Oui, ces routes ouvertes de Nadeau aux EFR…
F.T. : Quelles idées pourriez-vous suggérer, quels conseils pourriez-vous donner à de jeunes traducteurs littéraires débutants ?
M.G. : Traduire, n’est-ce pas d’abord traduire de l’humain… se mettre en route, prendre le risque chaque fois renouvelé, de la rencontre de l’autre…
F.T. : Quel est pour vous le rapport entre traduction et écriture personnelle ? Vous êtes poète et vous traduisez, comme nombre de poètes, ce qui n’est évidemment pas un hasard ! Comment les deux « métiers » se nourrissent-ils, s’opposent-ils, se complètent-ils ?
M.G. : Traduire peut parfois être une grande aventure personnelle, unique dans chaque histoire, ainsi du rapport aux langues, aux interdits posés sur les langues, nous avions eu là-dessus un échange irremplaçable avec le poète Claude Vigée, oui, la traduction comme transhumance mais aussi peut-être, parfois, comme transgression, cet au-delà où trouver sa propre langue natale.
Je me souviens d’avoir un jour demandé à Aharon Appelfeld s’il lui était arrivé de traduire et il m’avait répondu qu’il avait son œuvre qui le requérait entièrement, et quand je repense à ce livre pour moi merveilleux entre tous, traduit en français sous le titre Le Garçon qui voulait dormir, je me dis que là, écrire, c’est à chaque mot transcrire d’une langue intérieure, d’une langue d’âme, cette langue d’âme qui l’habitait nuit et jour, comme un double, comme un rêve…
Pour ma part, je dirai peut-être que traduire cela a été prendre des chemins de traverse jusqu’au risque de l’extrême, l’extrême de l’écoute, l’extrême de la rencontre de l’autre jusqu’en ses abymes au plus tragique de l’Histoire, et au bout, tout au bout de cette traversée, retrouver ma maison d’âme, ma langue natale, où naître à mon écriture-
F.T. : Seriez-vous d’accord pour dire que la traduction est non seulement une expérience littéraire, mais aussi une expérience de pensée et de vie, susceptible de modifier en profondeur un regard et de l’ouvrir ? Estimez-vous que traduire vous a changée ?
M.G. :
Oui, traduire… un apprentissage qui n’en finit jamais…apprentissage aussi de ma propre langue, de ses exactitudes et des possibles qu’elle recèle et que la rencontre de l’autre langue m’aura fait découvrir…

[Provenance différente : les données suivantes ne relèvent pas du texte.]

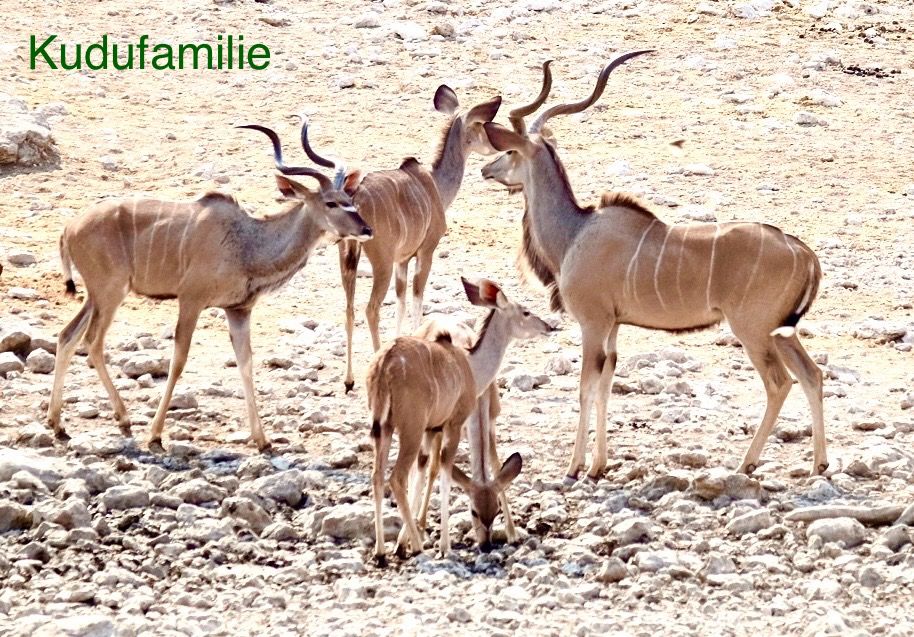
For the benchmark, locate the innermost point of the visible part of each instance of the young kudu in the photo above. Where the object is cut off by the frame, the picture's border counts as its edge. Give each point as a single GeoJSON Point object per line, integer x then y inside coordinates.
{"type": "Point", "coordinates": [424, 390]}
{"type": "Point", "coordinates": [618, 264]}
{"type": "Point", "coordinates": [204, 253]}
{"type": "Point", "coordinates": [405, 207]}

Ainsi, en transcrivant mes entretiens avec To Huu je me suis demandé comment garder, comment rendre en français le rythme, le souffle de sa voix de conteur, et c’est lui qui ainsi m’aura appris à m’affranchir du rythme induit par la ponctuation grammaticale de notre langue, laissant ainsi le lecteur écouter, retrouver le fil le flux de la narration, un souffle venu d’ailleurs…
Je relirai volontiers avec vous ces lignes un peu vers la fin de Traduire comme transhumer, en tout cas à la fin de mon travail sur l’œuvre d’Eugenie Goldstern : « Je me souviens bien de ce matin de fonte des neiges où assise à une antique table, sous les poutres noircies, soudain je réalisai que l’étranger ce n’est pas l’autre, c’est moi qui ai tout à apprendre, à comprendre de lui. Ce fut sans doute ma plus essentielle leçon de traduction. » -
Eté 2018
*Ce prix a été créé en 2017 et le premier lauréat en a été Jean-Baptiste Para. Certaines questions de cet entretien avec Mireille Gansel avaient été posées sous la même forme à Jean-Baptiste Para, et on peut lire ses réponses ici.
**dans Traduire comme transhumer le chapitre final s’intitule « Langues d’enfance ». Chapitre final, comme si tout partait de là et y revenait.